There’s an interesting piece in Time Magazine this week by Lev Grossman about modern book publishing, and how the way mainstream publishing does things now is a dying breed, and that change is-a-coming.
A lot of headlines and blogs to the contrary, publishing isn’t dying. But it is evolving, and so radically that we may hardly recognize it when it’s done. Literature interprets the world, but it’s also shaped by that world, and we’re living through one of the greatest economic and technological transformations since–well, since the early 18th century. The novel won’t stay the same: it has always been exquisitely sensitive to newness, hence the name. It’s about to renew itself again, into something cheaper, wilder, trashier, more democratic and more deliriously fertile than ever.
Now, there’s some stuff in the article that I would prefer were clarified. Grossman discusses the rise in fan fiction and self-publishing and references three authors whose self-published books sold very well through their own efforts and earned them high advances from traditional houses. But I think he could spend more time discussing the huge numbers of self-published titles that never sell more than 100 copies.
He mentions the YouTube culture of popularity bringing the best entertainment to the forefront of our consciousness, but think of how many millions of videos there are on YouTube that you’ll never see, never even hear of, that aren’t anything to write home about.
But I do like this part:
If you think about it, shipping physical books back and forth across the country is starting to seem pretty 20th century. Novels are getting restless, shrugging off their expensive papery husks and transmigrating digitally into other forms. Devices like the Sony Reader and Amazon’s Kindle have gained devoted followings.
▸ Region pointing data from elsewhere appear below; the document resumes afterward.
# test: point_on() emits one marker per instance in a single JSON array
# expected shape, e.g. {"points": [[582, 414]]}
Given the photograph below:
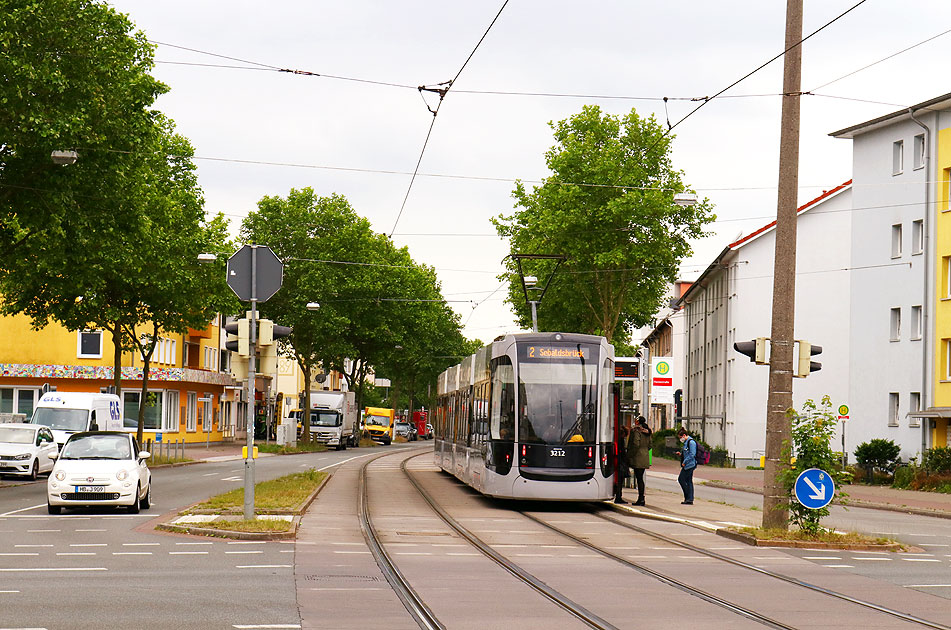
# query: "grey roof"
{"points": [[936, 104]]}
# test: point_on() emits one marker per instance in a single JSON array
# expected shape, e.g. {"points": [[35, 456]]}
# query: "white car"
{"points": [[100, 468], [25, 449]]}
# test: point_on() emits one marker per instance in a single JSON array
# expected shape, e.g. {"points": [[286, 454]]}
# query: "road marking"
{"points": [[32, 507], [47, 569]]}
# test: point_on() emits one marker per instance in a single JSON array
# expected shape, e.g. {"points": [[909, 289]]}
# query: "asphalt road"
{"points": [[102, 568]]}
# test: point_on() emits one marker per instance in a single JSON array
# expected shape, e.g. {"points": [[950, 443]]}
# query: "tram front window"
{"points": [[558, 403]]}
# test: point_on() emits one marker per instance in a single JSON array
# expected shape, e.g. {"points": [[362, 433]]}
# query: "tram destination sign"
{"points": [[545, 353]]}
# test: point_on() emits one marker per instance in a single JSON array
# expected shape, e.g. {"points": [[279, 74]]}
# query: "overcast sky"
{"points": [[362, 139]]}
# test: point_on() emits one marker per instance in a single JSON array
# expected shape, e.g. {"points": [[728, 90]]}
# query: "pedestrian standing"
{"points": [[622, 470], [638, 454], [688, 462]]}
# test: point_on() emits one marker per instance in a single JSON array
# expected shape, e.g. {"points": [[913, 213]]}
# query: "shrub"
{"points": [[878, 454], [937, 460]]}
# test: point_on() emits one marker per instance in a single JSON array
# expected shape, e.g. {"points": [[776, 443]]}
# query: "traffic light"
{"points": [[755, 350], [805, 364], [239, 337]]}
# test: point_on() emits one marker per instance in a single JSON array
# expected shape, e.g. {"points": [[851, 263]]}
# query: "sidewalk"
{"points": [[860, 495]]}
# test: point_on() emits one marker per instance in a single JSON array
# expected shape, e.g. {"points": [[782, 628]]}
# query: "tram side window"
{"points": [[607, 402], [502, 422]]}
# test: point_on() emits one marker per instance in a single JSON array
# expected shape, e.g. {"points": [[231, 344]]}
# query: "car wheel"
{"points": [[134, 508], [146, 501]]}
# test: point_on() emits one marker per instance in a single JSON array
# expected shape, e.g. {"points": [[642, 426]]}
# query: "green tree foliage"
{"points": [[73, 76], [607, 206], [379, 310], [812, 431], [878, 453]]}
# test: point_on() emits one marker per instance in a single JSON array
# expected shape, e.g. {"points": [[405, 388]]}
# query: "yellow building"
{"points": [[942, 321], [189, 397]]}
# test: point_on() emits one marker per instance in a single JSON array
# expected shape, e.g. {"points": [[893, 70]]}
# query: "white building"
{"points": [[725, 396]]}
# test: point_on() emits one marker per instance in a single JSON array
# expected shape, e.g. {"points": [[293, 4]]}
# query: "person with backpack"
{"points": [[688, 463], [638, 454]]}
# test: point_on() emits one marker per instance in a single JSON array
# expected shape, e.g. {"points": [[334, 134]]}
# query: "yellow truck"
{"points": [[378, 422]]}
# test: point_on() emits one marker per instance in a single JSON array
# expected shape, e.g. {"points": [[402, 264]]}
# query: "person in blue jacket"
{"points": [[688, 462]]}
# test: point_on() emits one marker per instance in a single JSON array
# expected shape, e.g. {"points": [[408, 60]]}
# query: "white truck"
{"points": [[71, 412], [334, 420]]}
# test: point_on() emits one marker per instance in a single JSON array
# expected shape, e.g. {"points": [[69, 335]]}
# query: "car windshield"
{"points": [[97, 447], [16, 435], [325, 419], [61, 419]]}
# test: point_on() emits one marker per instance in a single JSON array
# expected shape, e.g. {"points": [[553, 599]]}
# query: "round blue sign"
{"points": [[814, 488]]}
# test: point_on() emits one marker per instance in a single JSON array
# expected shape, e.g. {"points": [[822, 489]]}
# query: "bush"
{"points": [[937, 460], [878, 454]]}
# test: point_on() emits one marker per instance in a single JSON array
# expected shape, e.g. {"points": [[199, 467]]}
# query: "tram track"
{"points": [[739, 563]]}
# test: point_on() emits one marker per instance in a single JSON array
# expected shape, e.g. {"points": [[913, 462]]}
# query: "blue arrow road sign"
{"points": [[814, 488]]}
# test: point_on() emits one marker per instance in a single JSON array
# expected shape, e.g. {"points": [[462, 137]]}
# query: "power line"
{"points": [[441, 91]]}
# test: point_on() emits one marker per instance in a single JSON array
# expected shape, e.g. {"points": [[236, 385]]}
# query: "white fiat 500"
{"points": [[25, 449], [100, 468]]}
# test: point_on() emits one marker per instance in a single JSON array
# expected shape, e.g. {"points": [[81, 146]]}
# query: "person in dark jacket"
{"points": [[688, 463], [623, 472], [638, 454]]}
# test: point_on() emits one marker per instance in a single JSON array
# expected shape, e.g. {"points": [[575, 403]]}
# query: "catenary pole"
{"points": [[778, 432], [252, 351]]}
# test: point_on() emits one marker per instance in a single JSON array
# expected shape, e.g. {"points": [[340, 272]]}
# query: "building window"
{"points": [[895, 325], [919, 156], [914, 406], [89, 344], [153, 410], [917, 236], [172, 413], [191, 412], [896, 241]]}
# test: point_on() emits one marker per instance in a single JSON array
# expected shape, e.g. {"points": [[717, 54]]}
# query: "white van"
{"points": [[71, 412]]}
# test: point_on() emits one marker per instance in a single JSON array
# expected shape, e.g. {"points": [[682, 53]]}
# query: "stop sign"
{"points": [[261, 264]]}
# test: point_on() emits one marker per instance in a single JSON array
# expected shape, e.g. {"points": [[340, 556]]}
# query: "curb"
{"points": [[290, 534], [872, 505]]}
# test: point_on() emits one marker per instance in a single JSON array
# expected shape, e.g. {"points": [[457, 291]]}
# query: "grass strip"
{"points": [[283, 493]]}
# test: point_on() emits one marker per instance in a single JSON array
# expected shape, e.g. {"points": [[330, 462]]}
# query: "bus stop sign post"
{"points": [[254, 273]]}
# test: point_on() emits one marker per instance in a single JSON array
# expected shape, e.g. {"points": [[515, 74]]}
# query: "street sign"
{"points": [[814, 488], [268, 271], [662, 380]]}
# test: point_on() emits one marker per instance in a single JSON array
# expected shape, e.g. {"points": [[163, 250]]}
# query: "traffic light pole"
{"points": [[252, 359], [778, 431]]}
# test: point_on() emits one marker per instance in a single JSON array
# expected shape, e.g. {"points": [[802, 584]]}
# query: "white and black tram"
{"points": [[531, 416]]}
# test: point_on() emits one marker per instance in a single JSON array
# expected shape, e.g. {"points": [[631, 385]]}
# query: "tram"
{"points": [[531, 416]]}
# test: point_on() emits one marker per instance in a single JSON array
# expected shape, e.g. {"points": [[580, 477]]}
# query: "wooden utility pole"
{"points": [[778, 432]]}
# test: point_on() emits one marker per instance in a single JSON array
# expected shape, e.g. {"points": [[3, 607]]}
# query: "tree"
{"points": [[608, 207], [73, 76]]}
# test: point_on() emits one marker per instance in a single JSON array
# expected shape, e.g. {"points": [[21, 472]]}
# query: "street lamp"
{"points": [[64, 158]]}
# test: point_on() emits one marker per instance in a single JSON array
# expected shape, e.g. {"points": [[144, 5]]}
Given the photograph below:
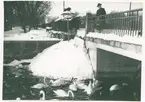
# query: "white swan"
{"points": [[116, 87], [42, 95], [89, 88], [95, 83], [81, 85], [62, 93], [41, 85], [18, 98], [58, 82], [73, 86]]}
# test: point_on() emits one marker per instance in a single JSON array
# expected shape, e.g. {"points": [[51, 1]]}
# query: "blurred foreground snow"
{"points": [[62, 60], [17, 34]]}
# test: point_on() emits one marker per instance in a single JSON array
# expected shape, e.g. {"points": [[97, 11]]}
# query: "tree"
{"points": [[29, 13]]}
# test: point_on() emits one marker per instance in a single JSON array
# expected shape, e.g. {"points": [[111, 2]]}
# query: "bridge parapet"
{"points": [[121, 32], [119, 23]]}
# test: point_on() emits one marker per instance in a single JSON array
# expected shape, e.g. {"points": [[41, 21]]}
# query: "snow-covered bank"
{"points": [[62, 60], [111, 36], [17, 34]]}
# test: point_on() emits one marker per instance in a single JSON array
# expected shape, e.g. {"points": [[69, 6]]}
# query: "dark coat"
{"points": [[101, 11]]}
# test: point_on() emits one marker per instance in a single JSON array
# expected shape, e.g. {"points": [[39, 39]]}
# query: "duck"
{"points": [[62, 93], [73, 86]]}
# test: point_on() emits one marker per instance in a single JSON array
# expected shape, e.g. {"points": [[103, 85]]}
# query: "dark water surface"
{"points": [[17, 82]]}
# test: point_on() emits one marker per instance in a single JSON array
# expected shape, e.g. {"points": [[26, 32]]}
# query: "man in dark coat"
{"points": [[100, 12]]}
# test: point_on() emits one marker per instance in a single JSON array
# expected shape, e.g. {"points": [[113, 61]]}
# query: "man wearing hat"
{"points": [[101, 11]]}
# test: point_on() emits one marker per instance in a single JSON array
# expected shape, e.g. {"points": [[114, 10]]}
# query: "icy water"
{"points": [[18, 81]]}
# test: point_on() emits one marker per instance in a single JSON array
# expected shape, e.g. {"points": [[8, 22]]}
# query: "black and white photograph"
{"points": [[72, 50]]}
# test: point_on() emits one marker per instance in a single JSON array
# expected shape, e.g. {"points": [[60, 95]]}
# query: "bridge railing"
{"points": [[120, 23]]}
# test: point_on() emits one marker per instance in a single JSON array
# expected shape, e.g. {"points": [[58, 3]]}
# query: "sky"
{"points": [[84, 6]]}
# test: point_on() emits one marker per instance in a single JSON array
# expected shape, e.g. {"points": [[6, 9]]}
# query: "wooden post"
{"points": [[68, 29], [86, 23]]}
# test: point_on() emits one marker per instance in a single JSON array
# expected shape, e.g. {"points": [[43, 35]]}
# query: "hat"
{"points": [[99, 4]]}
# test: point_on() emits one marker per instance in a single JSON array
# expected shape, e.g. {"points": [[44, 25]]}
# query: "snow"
{"points": [[62, 60], [17, 34], [112, 36], [16, 62], [81, 32]]}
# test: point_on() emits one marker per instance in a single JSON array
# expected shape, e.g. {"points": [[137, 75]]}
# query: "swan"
{"points": [[18, 98], [41, 85], [116, 87], [58, 82], [42, 95], [89, 88], [73, 86], [62, 93], [81, 85], [96, 83]]}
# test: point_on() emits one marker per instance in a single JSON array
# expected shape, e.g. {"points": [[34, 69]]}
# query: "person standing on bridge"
{"points": [[100, 14]]}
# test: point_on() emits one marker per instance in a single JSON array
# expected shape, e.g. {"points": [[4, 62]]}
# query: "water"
{"points": [[17, 83]]}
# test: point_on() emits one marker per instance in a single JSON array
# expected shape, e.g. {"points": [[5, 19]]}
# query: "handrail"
{"points": [[120, 23]]}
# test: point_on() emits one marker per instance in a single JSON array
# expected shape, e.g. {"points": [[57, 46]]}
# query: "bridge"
{"points": [[115, 50]]}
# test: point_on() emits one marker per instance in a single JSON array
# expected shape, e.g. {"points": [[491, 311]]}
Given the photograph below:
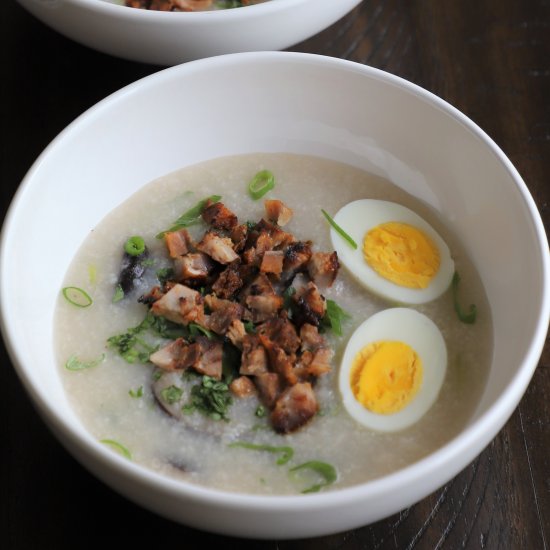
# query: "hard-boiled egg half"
{"points": [[392, 369], [399, 255]]}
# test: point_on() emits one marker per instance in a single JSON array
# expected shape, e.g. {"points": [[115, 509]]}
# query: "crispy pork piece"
{"points": [[279, 361], [310, 338], [219, 216], [223, 313], [243, 387], [314, 363], [297, 256], [177, 355], [181, 305], [178, 242], [210, 357], [236, 333], [272, 262], [239, 235], [310, 305], [268, 386], [229, 281], [294, 408], [254, 356], [196, 265], [218, 248], [153, 295], [282, 332], [277, 212], [323, 268], [263, 307]]}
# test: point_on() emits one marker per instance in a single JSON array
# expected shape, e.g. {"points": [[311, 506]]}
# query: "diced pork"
{"points": [[242, 387], [223, 313], [272, 262], [218, 248], [254, 356], [181, 305], [193, 266], [323, 268], [210, 358], [178, 242], [177, 355], [277, 212], [219, 217], [269, 387], [294, 408]]}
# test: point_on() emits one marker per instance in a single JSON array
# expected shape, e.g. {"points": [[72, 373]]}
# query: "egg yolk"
{"points": [[401, 253], [385, 376]]}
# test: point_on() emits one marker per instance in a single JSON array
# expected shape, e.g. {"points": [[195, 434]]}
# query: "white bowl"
{"points": [[380, 123], [168, 38]]}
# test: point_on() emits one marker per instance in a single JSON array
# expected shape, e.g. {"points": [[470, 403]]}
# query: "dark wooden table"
{"points": [[491, 60]]}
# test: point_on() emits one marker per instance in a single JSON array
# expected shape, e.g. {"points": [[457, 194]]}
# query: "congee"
{"points": [[273, 323]]}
I’ve said before, I love my Kindle, and for the ease of instaneous download and ease of transportation, a digital reader can’t be beat. But I’m not going to trash all the books I have currently, and I do think we — as an industry — need to consider the best way of paying authors, and agents, and editors, for the work they do in getting a rough manuscript to book form — whether that form is traditional or high tech.
Read the whole thing, and let’s talk about it. I’m curious to hear what you think.
(Ironically, perhaps, I first came to know Lev Grossman’s work through his novel Codex, which is partly about the search for a very old-fashioned medieval manuscript.)